Ruhe und Work-Life-Balance

Beispiele Mercateo: Die Beschaffungsplattform für Geschäftskunden hat während des Lockdowns alle ihrer mehr als 500 Mitarbeiter nach Hause geschickt und die Erfahrungen in einer vom Friedrichshafener Institut für Familienunternehmen der Zeppelin Universität durchgeführten „Tagebuchstudie“ auswerten lassen. Über 2200 Tagebucheinträge kamen zwischen März und Mai zusammen. „Nach anfänglichen Schwierigkeiten berichten viele von einer enormen Produktivitätssteigerung durch die Ruhe und eine bessere Work-Life-Balance durch die freie Zeiteinteilung“, erklärt ZU-Forscherin Laura Berchthold.

Zuhause sogar produktiver

Auch die ifm-Gruppe, die spezialisiert auf Sensortechnik für die Industrie 4.0 ist, hat ihre Mitarbeiter nach den Erfahrungen im Home Office befragt. Vor Corona zählte der Mittelständler mit Hauptsitzen in Essen und Tettnang eher zum Lager der Home Office-Skeptiker, die Quote der mobilen Arbeit lag bei 3,4 Prozent. Zur Hochzeit des Lockdowns arbeiteten fast 80 Prozent der Beschäftigten nicht im Büro – und siehe da: Selbst die Lohnbuchhaltung funktionierte, und über die Hälfte der Umfrageteilnehmer erklärten, sie seien zuhause sogar produktiver als zuvor gewesen. „Damit sind jetzt Diskussionen möglich, die vorher so nicht möglich waren“, freut sich Personalgeschäftsführer Steffen Fischer.

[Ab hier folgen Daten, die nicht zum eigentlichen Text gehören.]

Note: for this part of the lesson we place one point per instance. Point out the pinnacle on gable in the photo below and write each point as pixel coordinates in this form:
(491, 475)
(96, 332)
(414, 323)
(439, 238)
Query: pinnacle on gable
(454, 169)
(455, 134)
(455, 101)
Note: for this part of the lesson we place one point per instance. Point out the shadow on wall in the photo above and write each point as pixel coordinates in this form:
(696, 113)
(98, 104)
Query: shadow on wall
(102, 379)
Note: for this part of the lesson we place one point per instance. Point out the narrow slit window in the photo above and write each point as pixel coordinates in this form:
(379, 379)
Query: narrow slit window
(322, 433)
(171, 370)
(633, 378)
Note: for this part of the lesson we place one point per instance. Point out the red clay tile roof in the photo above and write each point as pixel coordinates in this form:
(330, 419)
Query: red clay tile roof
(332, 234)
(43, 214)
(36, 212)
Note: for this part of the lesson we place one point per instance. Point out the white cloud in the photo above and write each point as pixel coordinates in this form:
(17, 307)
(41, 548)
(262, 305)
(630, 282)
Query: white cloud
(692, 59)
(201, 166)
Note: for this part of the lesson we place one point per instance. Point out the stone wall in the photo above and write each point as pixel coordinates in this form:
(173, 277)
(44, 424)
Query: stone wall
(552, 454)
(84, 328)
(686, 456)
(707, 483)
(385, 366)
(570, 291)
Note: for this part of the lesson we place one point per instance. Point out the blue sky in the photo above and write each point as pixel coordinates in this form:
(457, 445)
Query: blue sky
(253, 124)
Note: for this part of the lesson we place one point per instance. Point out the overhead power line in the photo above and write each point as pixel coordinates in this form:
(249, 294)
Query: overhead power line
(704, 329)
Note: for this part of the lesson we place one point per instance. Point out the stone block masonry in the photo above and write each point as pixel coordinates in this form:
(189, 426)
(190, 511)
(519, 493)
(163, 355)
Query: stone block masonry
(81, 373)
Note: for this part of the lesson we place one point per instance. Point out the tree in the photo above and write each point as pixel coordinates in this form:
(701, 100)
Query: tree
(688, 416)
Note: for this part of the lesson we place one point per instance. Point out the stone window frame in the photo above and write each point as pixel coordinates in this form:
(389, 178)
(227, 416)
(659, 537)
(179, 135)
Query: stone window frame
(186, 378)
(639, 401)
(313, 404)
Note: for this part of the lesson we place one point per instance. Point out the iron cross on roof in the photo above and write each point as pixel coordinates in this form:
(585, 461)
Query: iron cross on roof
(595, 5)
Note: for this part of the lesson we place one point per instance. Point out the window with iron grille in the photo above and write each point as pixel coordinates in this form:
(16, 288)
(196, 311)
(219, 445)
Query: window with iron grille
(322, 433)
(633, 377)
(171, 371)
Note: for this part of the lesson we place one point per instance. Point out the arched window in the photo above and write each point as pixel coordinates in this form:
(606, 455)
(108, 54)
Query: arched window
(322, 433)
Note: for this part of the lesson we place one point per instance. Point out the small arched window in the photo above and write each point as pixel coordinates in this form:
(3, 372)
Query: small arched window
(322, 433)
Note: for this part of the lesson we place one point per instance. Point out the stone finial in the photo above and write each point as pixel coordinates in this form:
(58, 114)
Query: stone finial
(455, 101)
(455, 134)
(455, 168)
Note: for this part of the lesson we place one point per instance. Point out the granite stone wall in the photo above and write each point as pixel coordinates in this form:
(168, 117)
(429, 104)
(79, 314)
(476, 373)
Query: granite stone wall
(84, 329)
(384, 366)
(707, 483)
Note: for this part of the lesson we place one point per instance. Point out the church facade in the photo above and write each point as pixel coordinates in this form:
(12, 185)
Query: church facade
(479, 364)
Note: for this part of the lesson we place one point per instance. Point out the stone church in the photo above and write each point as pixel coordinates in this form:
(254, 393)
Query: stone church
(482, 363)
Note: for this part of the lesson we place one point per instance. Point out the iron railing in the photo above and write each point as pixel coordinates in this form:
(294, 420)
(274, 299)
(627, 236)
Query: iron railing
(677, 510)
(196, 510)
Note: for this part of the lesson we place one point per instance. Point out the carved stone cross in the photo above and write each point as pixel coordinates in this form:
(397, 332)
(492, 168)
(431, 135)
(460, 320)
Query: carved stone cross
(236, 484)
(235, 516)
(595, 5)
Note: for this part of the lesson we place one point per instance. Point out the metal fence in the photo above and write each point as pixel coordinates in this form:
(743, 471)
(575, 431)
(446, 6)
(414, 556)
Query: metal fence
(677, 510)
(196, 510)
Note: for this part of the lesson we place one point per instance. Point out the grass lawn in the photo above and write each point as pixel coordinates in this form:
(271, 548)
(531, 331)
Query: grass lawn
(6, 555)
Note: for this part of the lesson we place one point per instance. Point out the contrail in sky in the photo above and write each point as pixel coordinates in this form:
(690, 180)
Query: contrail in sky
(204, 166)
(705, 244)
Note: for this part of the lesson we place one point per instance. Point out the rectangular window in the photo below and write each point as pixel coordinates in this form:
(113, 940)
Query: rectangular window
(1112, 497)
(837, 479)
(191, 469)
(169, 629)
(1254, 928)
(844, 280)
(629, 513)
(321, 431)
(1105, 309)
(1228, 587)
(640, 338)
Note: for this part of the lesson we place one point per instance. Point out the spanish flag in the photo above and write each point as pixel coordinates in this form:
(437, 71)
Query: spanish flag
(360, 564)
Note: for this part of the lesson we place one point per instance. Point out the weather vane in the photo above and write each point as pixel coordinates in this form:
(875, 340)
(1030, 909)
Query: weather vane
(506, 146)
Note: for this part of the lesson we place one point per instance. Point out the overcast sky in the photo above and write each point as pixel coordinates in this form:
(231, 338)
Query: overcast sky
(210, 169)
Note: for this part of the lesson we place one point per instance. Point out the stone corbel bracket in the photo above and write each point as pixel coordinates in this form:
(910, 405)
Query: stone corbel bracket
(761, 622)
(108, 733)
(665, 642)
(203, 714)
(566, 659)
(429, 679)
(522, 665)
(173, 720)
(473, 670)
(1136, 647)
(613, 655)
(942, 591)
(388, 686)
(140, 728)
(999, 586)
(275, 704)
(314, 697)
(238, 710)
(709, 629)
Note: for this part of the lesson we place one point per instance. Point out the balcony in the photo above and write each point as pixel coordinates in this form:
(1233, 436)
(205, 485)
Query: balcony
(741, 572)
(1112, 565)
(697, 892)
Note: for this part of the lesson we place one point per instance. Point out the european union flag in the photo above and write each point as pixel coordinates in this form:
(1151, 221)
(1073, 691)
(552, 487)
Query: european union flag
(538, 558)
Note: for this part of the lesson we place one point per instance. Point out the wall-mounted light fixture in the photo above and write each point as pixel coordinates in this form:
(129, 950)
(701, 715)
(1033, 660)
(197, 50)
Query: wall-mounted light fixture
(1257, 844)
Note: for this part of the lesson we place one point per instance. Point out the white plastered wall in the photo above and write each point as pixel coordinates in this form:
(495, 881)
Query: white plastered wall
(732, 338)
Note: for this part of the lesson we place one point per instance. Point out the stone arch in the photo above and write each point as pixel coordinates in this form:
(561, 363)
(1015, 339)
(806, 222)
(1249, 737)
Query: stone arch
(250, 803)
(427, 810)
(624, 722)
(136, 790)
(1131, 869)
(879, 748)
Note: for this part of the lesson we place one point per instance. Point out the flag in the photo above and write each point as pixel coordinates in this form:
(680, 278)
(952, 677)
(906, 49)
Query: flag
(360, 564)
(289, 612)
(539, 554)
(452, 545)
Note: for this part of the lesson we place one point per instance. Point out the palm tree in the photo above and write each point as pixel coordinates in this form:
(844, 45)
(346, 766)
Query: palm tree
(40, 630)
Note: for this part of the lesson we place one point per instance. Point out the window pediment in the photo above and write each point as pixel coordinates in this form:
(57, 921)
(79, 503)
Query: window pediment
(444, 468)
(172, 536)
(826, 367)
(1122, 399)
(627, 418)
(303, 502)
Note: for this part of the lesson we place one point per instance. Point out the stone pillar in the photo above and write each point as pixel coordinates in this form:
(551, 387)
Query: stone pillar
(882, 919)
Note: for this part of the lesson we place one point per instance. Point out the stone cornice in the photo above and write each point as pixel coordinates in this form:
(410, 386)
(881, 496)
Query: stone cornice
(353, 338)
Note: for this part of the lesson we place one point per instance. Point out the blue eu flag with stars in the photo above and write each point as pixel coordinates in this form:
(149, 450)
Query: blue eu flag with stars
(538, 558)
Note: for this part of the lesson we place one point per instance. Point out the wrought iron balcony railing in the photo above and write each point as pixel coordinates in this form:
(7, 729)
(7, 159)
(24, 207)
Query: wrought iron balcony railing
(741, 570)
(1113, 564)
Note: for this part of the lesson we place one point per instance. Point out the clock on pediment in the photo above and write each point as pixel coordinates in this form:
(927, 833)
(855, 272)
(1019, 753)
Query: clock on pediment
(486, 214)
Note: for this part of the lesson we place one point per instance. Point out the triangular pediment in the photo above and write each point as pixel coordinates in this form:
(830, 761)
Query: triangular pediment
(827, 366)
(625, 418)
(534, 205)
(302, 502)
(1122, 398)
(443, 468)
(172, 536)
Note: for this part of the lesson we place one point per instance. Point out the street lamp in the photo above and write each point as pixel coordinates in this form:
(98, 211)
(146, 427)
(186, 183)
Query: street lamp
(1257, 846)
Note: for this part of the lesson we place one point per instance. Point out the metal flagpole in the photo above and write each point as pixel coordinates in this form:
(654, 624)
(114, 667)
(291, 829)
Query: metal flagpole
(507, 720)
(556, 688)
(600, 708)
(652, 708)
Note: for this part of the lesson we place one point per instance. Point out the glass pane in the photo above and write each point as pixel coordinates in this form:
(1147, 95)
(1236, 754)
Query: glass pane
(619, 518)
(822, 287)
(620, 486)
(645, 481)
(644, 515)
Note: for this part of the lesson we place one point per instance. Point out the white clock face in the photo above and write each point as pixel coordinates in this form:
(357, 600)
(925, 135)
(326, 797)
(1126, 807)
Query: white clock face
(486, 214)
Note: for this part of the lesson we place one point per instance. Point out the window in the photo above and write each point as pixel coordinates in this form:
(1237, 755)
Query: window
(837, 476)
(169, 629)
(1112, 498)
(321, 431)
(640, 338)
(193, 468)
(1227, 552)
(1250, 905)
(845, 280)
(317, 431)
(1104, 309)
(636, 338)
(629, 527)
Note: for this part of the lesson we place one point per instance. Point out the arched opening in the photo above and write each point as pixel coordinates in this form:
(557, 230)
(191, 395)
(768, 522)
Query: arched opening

Es braucht die richtige Balance

Allerdings habe sich auch gezeigt, was nicht immer sofort gut funktioniert. Hybridveranstaltungen, also digitale Präsenzmeetings mit vielen weiteren zugeschalteten Teilnehmern, zählt Fischer dazu. Ganz zu schweigen von der Arbeit von Hardwareingenieuren. „Die gehört ins Labor und nicht in die Küche.“ Selbst die Enthusiasten vermissen die Nähe zu ihren Kollegen. In dieser Kategorie vergaben die ifm-Mitarbeiter die mit Abstand schlechteste Note. Dies deckt sich mit den Erkenntnissen von ZU-Forscherin Berchthold. So zeigten die von ihr ausgewerteten Tagebucheinträge, dass über die Zeit der Zusammenhalt im Team schwinde und das Bedürfnis nach Austauschmöglichkeiten virtuell nicht zu stillen sei. Gefordert sei „eine Balance zwischen Büro- und Homeoffice-Möglichkeiten“. Dies habe „auch Implikationen für unser Verständnis, wie das ‚Büro der Zukunft‘ aussehen könnte“.